Origine et histoire
Le château de Vez, situé dans le département de l’Oise en région Hauts-de-France, trouve ses origines à la fin du XIIIe siècle, avec un premier château incendié lors de la Grande Jacquerie en 1358. La reconstruction débute dès 1360 sous Hector de Vez, qui creuse des douves et érige un logis entre 1360 et 1390, aujourd’hui partiellement ruiné. Ce logis, doté de cheminées superposées et d’échauguettes, reflète l’architecture résidentielle militaire de l’époque, bien que sa vocation défensive reste limitée.

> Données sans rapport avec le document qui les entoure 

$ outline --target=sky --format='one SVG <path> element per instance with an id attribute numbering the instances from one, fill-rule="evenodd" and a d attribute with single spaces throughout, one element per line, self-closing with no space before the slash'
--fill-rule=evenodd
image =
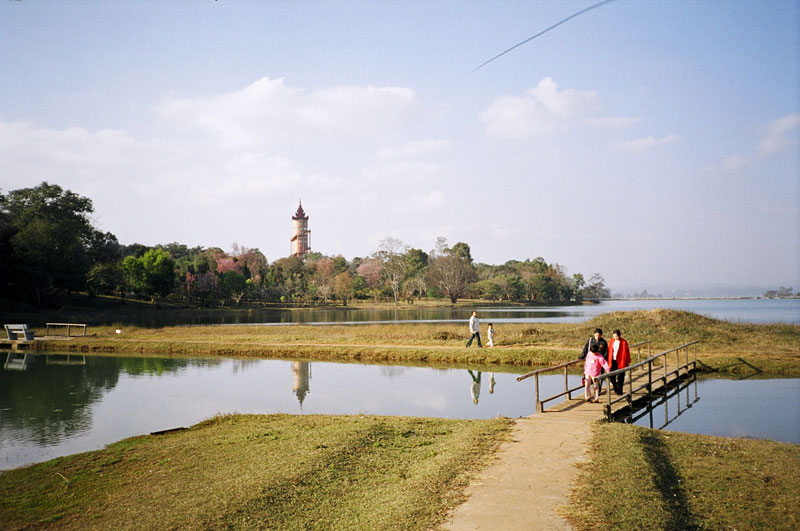
<path id="1" fill-rule="evenodd" d="M 0 0 L 0 191 L 123 244 L 438 236 L 614 289 L 800 290 L 800 3 Z"/>

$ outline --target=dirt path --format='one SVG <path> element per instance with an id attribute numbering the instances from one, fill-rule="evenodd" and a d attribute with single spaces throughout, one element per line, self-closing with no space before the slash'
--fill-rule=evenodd
<path id="1" fill-rule="evenodd" d="M 576 404 L 578 402 L 576 401 Z M 511 440 L 467 489 L 466 502 L 442 527 L 465 530 L 571 529 L 559 516 L 586 459 L 600 404 L 533 415 L 516 422 Z"/>

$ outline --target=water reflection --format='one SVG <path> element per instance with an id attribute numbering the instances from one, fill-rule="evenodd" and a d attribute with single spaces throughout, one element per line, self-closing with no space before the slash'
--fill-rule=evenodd
<path id="1" fill-rule="evenodd" d="M 300 403 L 300 409 L 303 409 L 303 400 L 311 390 L 311 364 L 307 361 L 293 361 L 292 373 L 294 374 L 294 391 L 297 401 Z"/>
<path id="2" fill-rule="evenodd" d="M 514 374 L 490 373 L 490 393 L 479 401 L 487 378 L 474 369 L 468 402 L 464 369 L 32 354 L 26 368 L 0 371 L 0 469 L 225 413 L 489 418 L 533 411 L 528 390 L 512 385 Z"/>
<path id="3" fill-rule="evenodd" d="M 481 306 L 500 323 L 582 322 L 596 315 L 631 310 L 668 308 L 686 310 L 729 321 L 751 323 L 800 323 L 800 299 L 656 299 L 613 300 L 599 304 L 557 306 Z M 413 306 L 402 308 L 269 308 L 250 310 L 214 310 L 208 312 L 154 312 L 138 316 L 131 325 L 160 327 L 202 324 L 368 324 L 368 323 L 453 323 L 464 322 L 472 308 L 452 306 Z M 111 325 L 119 317 L 109 316 L 96 324 Z"/>
<path id="4" fill-rule="evenodd" d="M 481 371 L 478 374 L 473 374 L 470 369 L 467 369 L 470 377 L 472 377 L 472 385 L 469 389 L 469 394 L 472 396 L 472 402 L 477 406 L 478 399 L 481 397 Z"/>
<path id="5" fill-rule="evenodd" d="M 691 389 L 694 389 L 693 399 L 690 397 Z M 681 405 L 681 394 L 684 391 L 686 392 L 686 396 L 683 405 Z M 688 378 L 678 380 L 677 385 L 669 386 L 664 392 L 653 393 L 649 398 L 643 398 L 642 401 L 644 403 L 640 404 L 638 407 L 634 406 L 634 408 L 627 410 L 627 415 L 624 415 L 622 420 L 630 424 L 643 425 L 639 421 L 645 419 L 647 420 L 645 425 L 648 427 L 664 429 L 673 421 L 677 420 L 678 417 L 686 413 L 698 400 L 700 399 L 697 396 L 697 374 L 691 373 Z M 670 409 L 670 404 L 673 402 L 673 407 Z M 658 410 L 663 410 L 663 424 L 660 423 L 660 416 L 655 413 Z"/>
<path id="6" fill-rule="evenodd" d="M 13 366 L 20 356 L 10 355 Z M 190 426 L 225 413 L 474 419 L 527 416 L 535 407 L 532 382 L 520 384 L 516 374 L 486 368 L 28 356 L 27 370 L 0 371 L 0 469 L 102 448 L 133 435 Z M 21 358 L 24 361 L 24 355 Z M 5 367 L 8 357 L 0 362 Z M 568 379 L 577 386 L 580 375 Z M 481 394 L 487 381 L 489 392 Z M 539 385 L 543 394 L 556 394 L 564 379 L 540 377 Z M 800 396 L 800 379 L 697 385 L 694 401 L 688 394 L 670 394 L 663 404 L 652 404 L 647 415 L 631 421 L 662 427 L 664 418 L 664 425 L 679 431 L 800 442 L 800 409 L 778 412 L 780 408 L 774 407 L 787 397 Z M 681 387 L 680 392 L 687 390 Z M 684 415 L 690 406 L 698 409 L 698 393 L 703 395 L 702 414 Z"/>

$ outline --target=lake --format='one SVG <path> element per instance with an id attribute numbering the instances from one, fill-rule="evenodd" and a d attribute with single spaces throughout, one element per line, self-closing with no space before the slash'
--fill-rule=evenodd
<path id="1" fill-rule="evenodd" d="M 226 413 L 475 419 L 534 412 L 530 380 L 479 367 L 28 354 L 17 368 L 25 370 L 0 370 L 0 469 Z M 579 385 L 580 376 L 570 380 Z M 555 394 L 563 381 L 540 377 L 542 394 Z M 668 429 L 800 443 L 800 379 L 703 380 L 695 392 L 692 411 L 675 421 L 694 416 L 694 427 Z"/>
<path id="2" fill-rule="evenodd" d="M 610 300 L 598 304 L 562 306 L 479 306 L 481 316 L 497 323 L 578 323 L 607 312 L 666 308 L 686 310 L 715 319 L 749 323 L 800 324 L 800 299 L 658 299 Z M 180 317 L 159 312 L 126 324 L 170 326 L 199 324 L 369 324 L 369 323 L 453 323 L 469 319 L 471 307 L 403 306 L 400 308 L 359 308 L 354 306 L 264 309 L 236 312 L 208 311 Z M 111 321 L 103 323 L 114 324 Z"/>

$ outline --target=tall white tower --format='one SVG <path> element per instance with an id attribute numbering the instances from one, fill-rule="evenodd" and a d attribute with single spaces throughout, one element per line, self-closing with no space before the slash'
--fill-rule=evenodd
<path id="1" fill-rule="evenodd" d="M 297 212 L 292 216 L 294 235 L 292 236 L 292 256 L 303 258 L 311 250 L 311 231 L 308 230 L 308 216 L 303 211 L 303 202 L 297 207 Z"/>

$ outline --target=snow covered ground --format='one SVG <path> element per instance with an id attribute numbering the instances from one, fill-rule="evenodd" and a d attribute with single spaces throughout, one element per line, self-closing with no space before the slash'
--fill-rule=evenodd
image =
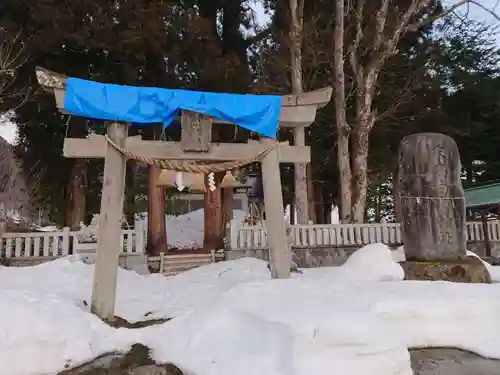
<path id="1" fill-rule="evenodd" d="M 193 375 L 411 375 L 408 348 L 427 346 L 500 358 L 500 284 L 402 281 L 401 255 L 369 245 L 289 280 L 250 258 L 169 278 L 120 269 L 117 315 L 174 318 L 134 330 L 88 312 L 93 266 L 75 257 L 0 267 L 0 375 L 53 374 L 133 343 Z"/>
<path id="2" fill-rule="evenodd" d="M 165 216 L 165 230 L 169 247 L 203 247 L 204 210 L 196 210 L 185 215 Z M 241 223 L 246 216 L 242 210 L 233 210 L 234 221 Z M 147 230 L 147 213 L 141 214 L 140 224 Z"/>

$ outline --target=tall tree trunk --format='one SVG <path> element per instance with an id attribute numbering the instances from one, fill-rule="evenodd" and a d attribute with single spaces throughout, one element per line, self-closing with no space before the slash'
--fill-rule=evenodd
<path id="1" fill-rule="evenodd" d="M 69 126 L 68 136 L 85 138 L 88 134 L 88 120 L 75 118 Z M 80 229 L 80 222 L 85 222 L 87 205 L 87 160 L 75 159 L 66 188 L 65 226 L 72 230 Z"/>
<path id="2" fill-rule="evenodd" d="M 392 171 L 392 197 L 394 199 L 394 218 L 396 223 L 400 223 L 403 219 L 403 212 L 401 210 L 401 200 L 399 198 L 399 183 L 398 183 L 398 166 L 394 167 Z"/>
<path id="3" fill-rule="evenodd" d="M 344 1 L 337 2 L 337 17 L 343 14 Z M 355 37 L 349 48 L 350 64 L 353 70 L 354 84 L 356 88 L 356 121 L 353 127 L 353 153 L 351 158 L 351 172 L 353 181 L 352 191 L 352 220 L 356 223 L 362 222 L 366 209 L 367 188 L 368 188 L 368 148 L 369 135 L 375 124 L 377 116 L 373 108 L 373 99 L 377 88 L 378 76 L 387 60 L 397 53 L 397 45 L 401 38 L 410 29 L 418 30 L 422 24 L 410 25 L 413 16 L 419 14 L 430 0 L 412 1 L 406 10 L 398 12 L 393 26 L 387 23 L 390 0 L 381 0 L 376 12 L 369 12 L 365 9 L 366 0 L 358 0 L 354 10 L 353 28 L 356 30 Z M 338 9 L 338 8 L 341 9 Z M 443 14 L 438 15 L 440 18 Z M 373 18 L 368 19 L 368 18 Z M 430 17 L 430 22 L 437 19 Z M 429 20 L 424 21 L 428 22 Z M 336 24 L 339 27 L 340 22 Z M 343 25 L 342 25 L 343 26 Z M 368 40 L 366 40 L 368 37 Z M 335 38 L 337 41 L 337 38 Z M 367 46 L 368 52 L 367 52 Z M 338 59 L 342 55 L 335 54 Z M 340 63 L 339 63 L 340 65 Z"/>
<path id="4" fill-rule="evenodd" d="M 292 93 L 304 92 L 302 77 L 302 27 L 304 23 L 304 0 L 289 0 L 290 8 L 290 57 L 292 74 Z M 293 129 L 294 144 L 305 146 L 305 129 Z M 295 210 L 297 211 L 298 224 L 309 222 L 310 209 L 308 207 L 308 194 L 311 194 L 307 184 L 307 164 L 294 165 Z M 293 214 L 293 213 L 291 213 Z"/>
<path id="5" fill-rule="evenodd" d="M 356 125 L 352 134 L 352 221 L 363 223 L 368 193 L 368 151 L 370 132 L 375 125 L 372 108 L 378 72 L 369 71 L 356 87 Z"/>
<path id="6" fill-rule="evenodd" d="M 304 128 L 294 129 L 295 145 L 305 146 L 305 141 L 301 141 L 304 137 L 301 134 L 304 133 Z M 297 141 L 297 139 L 299 141 Z M 310 195 L 309 184 L 307 181 L 307 164 L 295 164 L 294 165 L 294 194 L 295 194 L 295 210 L 297 212 L 297 224 L 308 224 L 309 223 L 309 213 L 310 207 L 308 205 Z"/>
<path id="7" fill-rule="evenodd" d="M 79 230 L 80 223 L 85 222 L 85 206 L 87 203 L 87 161 L 75 159 L 66 190 L 65 226 L 71 230 Z"/>
<path id="8" fill-rule="evenodd" d="M 136 194 L 137 163 L 135 160 L 127 160 L 127 174 L 125 184 L 125 219 L 131 227 L 135 223 L 135 194 Z"/>
<path id="9" fill-rule="evenodd" d="M 148 245 L 150 256 L 167 251 L 167 231 L 165 228 L 165 191 L 156 186 L 161 169 L 148 166 Z"/>
<path id="10" fill-rule="evenodd" d="M 320 183 L 314 184 L 314 198 L 316 204 L 314 205 L 316 224 L 325 224 L 325 205 L 323 204 L 323 185 Z"/>
<path id="11" fill-rule="evenodd" d="M 474 184 L 474 166 L 472 160 L 468 158 L 462 157 L 464 169 L 465 169 L 465 178 L 467 181 L 467 186 L 472 186 Z"/>
<path id="12" fill-rule="evenodd" d="M 352 221 L 363 223 L 368 190 L 368 131 L 353 134 Z"/>
<path id="13" fill-rule="evenodd" d="M 203 249 L 218 250 L 224 248 L 224 231 L 222 230 L 222 196 L 220 182 L 223 174 L 214 173 L 216 189 L 209 188 L 208 175 L 205 176 L 205 206 L 204 206 L 204 232 Z"/>
<path id="14" fill-rule="evenodd" d="M 382 220 L 382 215 L 381 215 L 381 210 L 382 207 L 380 206 L 380 191 L 378 188 L 375 188 L 375 222 L 380 223 L 380 220 Z"/>
<path id="15" fill-rule="evenodd" d="M 313 180 L 313 172 L 312 172 L 312 165 L 308 164 L 307 165 L 307 210 L 308 210 L 308 218 L 309 221 L 312 221 L 313 223 L 318 222 L 318 218 L 316 216 L 316 206 L 318 203 L 318 200 L 316 198 L 316 185 Z M 309 221 L 307 224 L 309 224 Z"/>
<path id="16" fill-rule="evenodd" d="M 325 224 L 332 223 L 332 202 L 323 202 L 323 211 L 325 213 Z"/>
<path id="17" fill-rule="evenodd" d="M 340 220 L 351 221 L 351 164 L 349 155 L 349 126 L 346 118 L 344 75 L 344 13 L 345 0 L 337 0 L 334 28 L 335 120 L 337 125 L 337 160 L 340 176 Z"/>

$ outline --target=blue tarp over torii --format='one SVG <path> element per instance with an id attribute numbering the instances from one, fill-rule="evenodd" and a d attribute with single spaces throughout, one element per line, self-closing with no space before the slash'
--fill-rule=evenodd
<path id="1" fill-rule="evenodd" d="M 64 109 L 102 120 L 170 125 L 179 110 L 210 115 L 276 137 L 282 97 L 105 84 L 68 78 Z"/>

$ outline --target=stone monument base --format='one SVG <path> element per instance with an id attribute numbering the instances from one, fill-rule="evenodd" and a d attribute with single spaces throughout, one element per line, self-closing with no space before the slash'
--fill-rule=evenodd
<path id="1" fill-rule="evenodd" d="M 406 261 L 400 265 L 405 271 L 405 280 L 491 284 L 488 269 L 476 257 L 457 261 Z"/>

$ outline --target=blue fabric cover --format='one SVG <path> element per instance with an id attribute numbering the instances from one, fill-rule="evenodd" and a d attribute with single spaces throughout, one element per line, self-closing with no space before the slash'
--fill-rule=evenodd
<path id="1" fill-rule="evenodd" d="M 185 109 L 235 123 L 275 138 L 281 96 L 218 94 L 105 84 L 68 78 L 64 109 L 102 120 L 170 125 Z"/>

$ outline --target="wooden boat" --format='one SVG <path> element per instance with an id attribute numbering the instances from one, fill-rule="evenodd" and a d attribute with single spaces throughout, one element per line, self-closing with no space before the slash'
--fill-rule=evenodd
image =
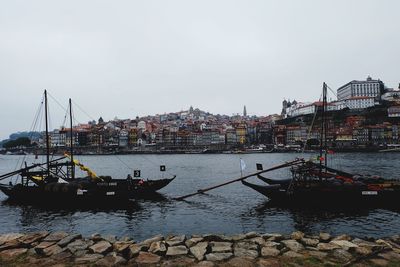
<path id="1" fill-rule="evenodd" d="M 112 179 L 110 176 L 97 176 L 88 167 L 73 158 L 72 141 L 72 105 L 69 101 L 70 111 L 70 154 L 50 160 L 50 144 L 47 121 L 47 92 L 44 93 L 45 119 L 46 119 L 46 162 L 25 166 L 17 171 L 0 175 L 0 180 L 15 175 L 21 177 L 18 184 L 0 184 L 0 190 L 9 199 L 23 203 L 68 203 L 95 204 L 128 203 L 131 199 L 155 194 L 157 190 L 167 186 L 175 179 L 142 180 Z M 87 177 L 75 177 L 75 167 L 85 171 Z"/>
<path id="2" fill-rule="evenodd" d="M 283 206 L 392 206 L 400 200 L 398 180 L 338 173 L 341 172 L 332 168 L 320 173 L 318 164 L 306 161 L 292 168 L 293 176 L 302 175 L 294 177 L 290 183 L 273 179 L 263 180 L 268 182 L 266 185 L 242 183 Z"/>
<path id="3" fill-rule="evenodd" d="M 150 198 L 157 191 L 171 183 L 172 178 L 159 180 L 142 179 L 105 179 L 93 180 L 90 177 L 43 182 L 35 185 L 0 184 L 0 190 L 10 199 L 18 202 L 30 203 L 46 201 L 64 201 L 70 204 L 103 202 L 126 202 L 130 199 Z M 46 179 L 51 180 L 51 179 Z"/>
<path id="4" fill-rule="evenodd" d="M 242 180 L 242 183 L 265 195 L 278 205 L 302 207 L 338 205 L 392 206 L 400 200 L 400 181 L 360 176 L 327 166 L 326 84 L 323 88 L 322 125 L 319 163 L 302 160 L 291 166 L 291 177 L 285 180 L 258 175 L 266 185 Z"/>

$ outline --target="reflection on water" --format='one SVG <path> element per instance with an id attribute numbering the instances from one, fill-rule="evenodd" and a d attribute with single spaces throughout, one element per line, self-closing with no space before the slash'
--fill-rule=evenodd
<path id="1" fill-rule="evenodd" d="M 301 230 L 306 233 L 327 231 L 333 234 L 350 233 L 356 236 L 387 236 L 400 230 L 397 208 L 363 207 L 351 209 L 301 209 L 271 206 L 266 198 L 235 183 L 189 198 L 174 201 L 173 197 L 195 192 L 197 189 L 237 178 L 240 175 L 239 157 L 254 171 L 255 163 L 265 167 L 289 161 L 299 154 L 252 155 L 126 155 L 86 156 L 79 160 L 97 173 L 126 177 L 128 166 L 142 170 L 144 178 L 161 178 L 176 174 L 177 178 L 161 191 L 156 199 L 138 200 L 128 207 L 60 208 L 21 206 L 5 201 L 0 194 L 0 232 L 28 232 L 63 230 L 90 235 L 96 232 L 144 239 L 159 233 L 225 233 L 281 232 Z M 307 157 L 310 155 L 306 155 Z M 0 173 L 13 170 L 20 159 L 0 156 Z M 332 163 L 349 172 L 369 173 L 395 178 L 400 154 L 339 154 Z M 167 165 L 168 174 L 159 172 L 159 165 Z M 254 166 L 254 167 L 252 167 Z M 285 178 L 288 172 L 279 170 L 269 177 Z M 251 182 L 259 183 L 256 178 Z"/>
<path id="2" fill-rule="evenodd" d="M 293 229 L 307 234 L 327 231 L 334 234 L 351 233 L 358 236 L 389 236 L 399 229 L 399 208 L 336 207 L 289 208 L 272 206 L 268 201 L 242 214 L 243 220 L 252 218 L 261 227 L 290 221 Z M 279 227 L 279 226 L 278 226 Z M 276 228 L 278 229 L 278 228 Z"/>

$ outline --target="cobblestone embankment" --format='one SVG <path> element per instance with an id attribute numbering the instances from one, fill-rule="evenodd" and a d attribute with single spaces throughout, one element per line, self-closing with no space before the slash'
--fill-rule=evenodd
<path id="1" fill-rule="evenodd" d="M 400 236 L 255 232 L 143 241 L 64 232 L 0 235 L 0 266 L 400 266 Z"/>

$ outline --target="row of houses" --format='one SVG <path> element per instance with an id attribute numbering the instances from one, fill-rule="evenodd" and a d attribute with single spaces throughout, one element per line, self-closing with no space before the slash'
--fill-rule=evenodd
<path id="1" fill-rule="evenodd" d="M 359 127 L 343 127 L 327 132 L 330 146 L 381 146 L 400 144 L 400 124 L 382 123 Z M 277 126 L 274 128 L 276 144 L 305 145 L 310 140 L 320 139 L 320 131 L 309 131 L 306 126 Z"/>
<path id="2" fill-rule="evenodd" d="M 72 129 L 76 147 L 237 147 L 271 143 L 272 125 L 280 116 L 247 117 L 212 115 L 192 108 L 185 112 L 80 124 Z M 54 148 L 71 144 L 69 128 L 50 132 Z M 40 144 L 44 146 L 44 138 Z"/>
<path id="3" fill-rule="evenodd" d="M 331 114 L 326 126 L 328 145 L 338 148 L 366 148 L 400 144 L 400 119 L 398 119 L 400 109 L 395 107 L 393 113 L 390 113 L 392 109 L 393 107 L 387 109 L 386 119 L 382 117 L 371 119 L 371 113 L 364 115 L 343 113 L 342 120 L 335 120 Z M 286 121 L 287 119 L 282 120 L 273 127 L 275 144 L 305 146 L 320 143 L 322 131 L 318 118 L 314 125 L 302 120 L 288 123 Z"/>

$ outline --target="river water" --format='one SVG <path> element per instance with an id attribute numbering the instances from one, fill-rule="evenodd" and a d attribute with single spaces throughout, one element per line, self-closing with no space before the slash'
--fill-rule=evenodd
<path id="1" fill-rule="evenodd" d="M 320 231 L 332 234 L 348 233 L 359 237 L 382 237 L 400 232 L 400 209 L 370 209 L 362 207 L 335 210 L 287 209 L 270 207 L 263 195 L 240 182 L 194 196 L 187 201 L 172 198 L 195 192 L 240 174 L 240 158 L 247 167 L 244 174 L 255 171 L 255 164 L 265 168 L 296 157 L 309 158 L 312 154 L 190 154 L 190 155 L 119 155 L 79 156 L 99 175 L 124 178 L 134 169 L 140 169 L 143 178 L 177 178 L 160 192 L 160 200 L 138 200 L 131 208 L 91 210 L 49 209 L 9 204 L 0 193 L 0 233 L 38 230 L 114 234 L 136 240 L 156 234 L 234 234 L 242 232 L 280 232 L 294 230 L 306 233 Z M 23 156 L 0 156 L 0 173 L 12 171 L 21 164 Z M 25 159 L 28 164 L 32 156 Z M 38 159 L 37 161 L 40 162 Z M 330 159 L 333 167 L 352 173 L 400 178 L 400 153 L 343 153 Z M 166 165 L 167 172 L 159 166 Z M 269 173 L 268 177 L 285 178 L 288 170 Z M 256 178 L 248 181 L 259 183 Z M 4 181 L 3 181 L 4 182 Z M 338 196 L 339 197 L 339 196 Z M 399 203 L 400 204 L 400 203 Z"/>

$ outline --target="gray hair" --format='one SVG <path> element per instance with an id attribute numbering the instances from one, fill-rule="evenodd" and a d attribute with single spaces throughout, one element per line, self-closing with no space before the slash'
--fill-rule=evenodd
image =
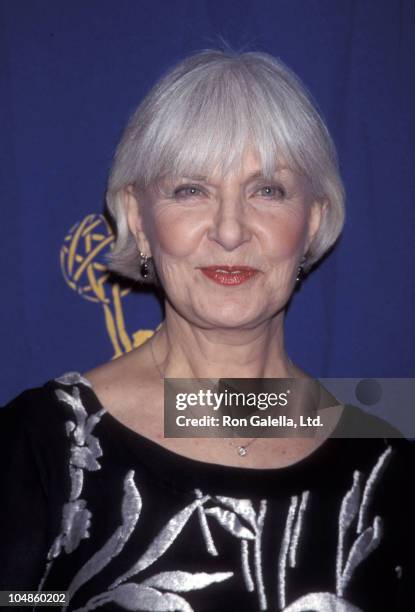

Le donjon pentagonal, symbole du château actuel, est construit entre 1390 et 1410 par Jean de Vez, chambellan de Louis d’Orléans, et son beau-frère Robert de Saint-Clair. Conçu comme une résidence aristocratique plus que comme une forteresse, il intègre des éléments défensifs minimes (mâchicoulis, tourelles) et des fenêtres à meneaux, témoignant de l’influence des architectes royaux ou ducaux, probablement Jean Lenoir. La chapelle hexagonale et la courtine sud-est, contemporaines du donjon, complètent cet ensemble, tandis que les autres courtines sont ajoutées ultérieurement, au XVe siècle. Le domaine, vendu en 1446 par Bernard de Châteauvillain, passe entre plusieurs mains avant d’être acquis en 1890 par Léon Dru, qui entreprend une restauration radicale inspirée de Viollet-le-Duc, classée Monument Historique en 1904.
Au XXe siècle, le château est racheté par Francis Briest (1988), qui y intègre des œuvres d’art contemporain (vitraux de Daniel Buren, sculptures de Bernar Venet, installations de Sol LeWitt). Le site, labellisé Jardin Remarquable, allie aujourd’hui patrimoine médiéval et créations modernes, avec des expositions régulières et un jardin paysager conçu par Pascal Cribier. Les vestiges du logis du XIVe siècle, la chapelle et le donjon restauré illustrent cette dualité entre histoire et modernité.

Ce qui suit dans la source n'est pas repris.